To see the various patterns supported for policy development, use sefinddef with the 'define.*_pattern' expression:

~$ sefinddef define.*_pattern

Using patterns allows developers to create readable policy rules using a functional approach rather than a full sum-up of each individual access vector.

There's more...

In the snort_generic_pid_filetrans_pid interface presented earlier, we used a named file transition: the transition occurs only if the filename passed on as the last argument matches the filename of the file created.

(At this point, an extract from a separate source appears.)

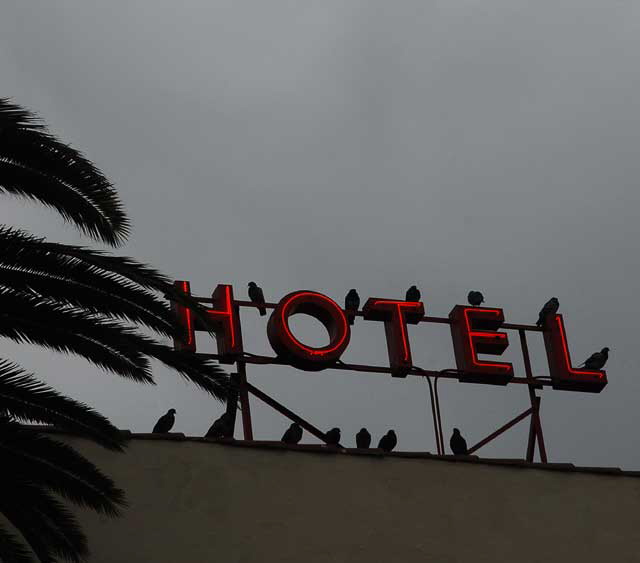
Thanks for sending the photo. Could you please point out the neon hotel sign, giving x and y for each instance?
(474, 331)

Named file transitions take precedence over normal file transitions. A good example for this are the file transitions supported for the initrc_t domain:

~# semanage –s initrc_t –t var_run_t –T
Found 2 semantic te rules:
 type_transition initrc_t var_run_t : file initrc_var_run_t;
 type_transition initrc_t var_run_t : dir initrc_var_run_t;
Found 16 named file transition rules:
type_transition initrc_t var_run_t : dir udev_var_run_t "udev";
type_transition initrc_t var_run_t : dir tor_var_run_t "tor";
…

In this case, if an init script creates a directory called udev or tor (or any of the other transition rules that are not shown in the example), then a proper file transition occurs. If the filename doesn't match, then a transition occurs to the initrc_var_run_t type.

File transitions on regular files and directories are the most common, but transitions can also occur on various other classes, such as sockets, FIFO files, symbolic links, and more.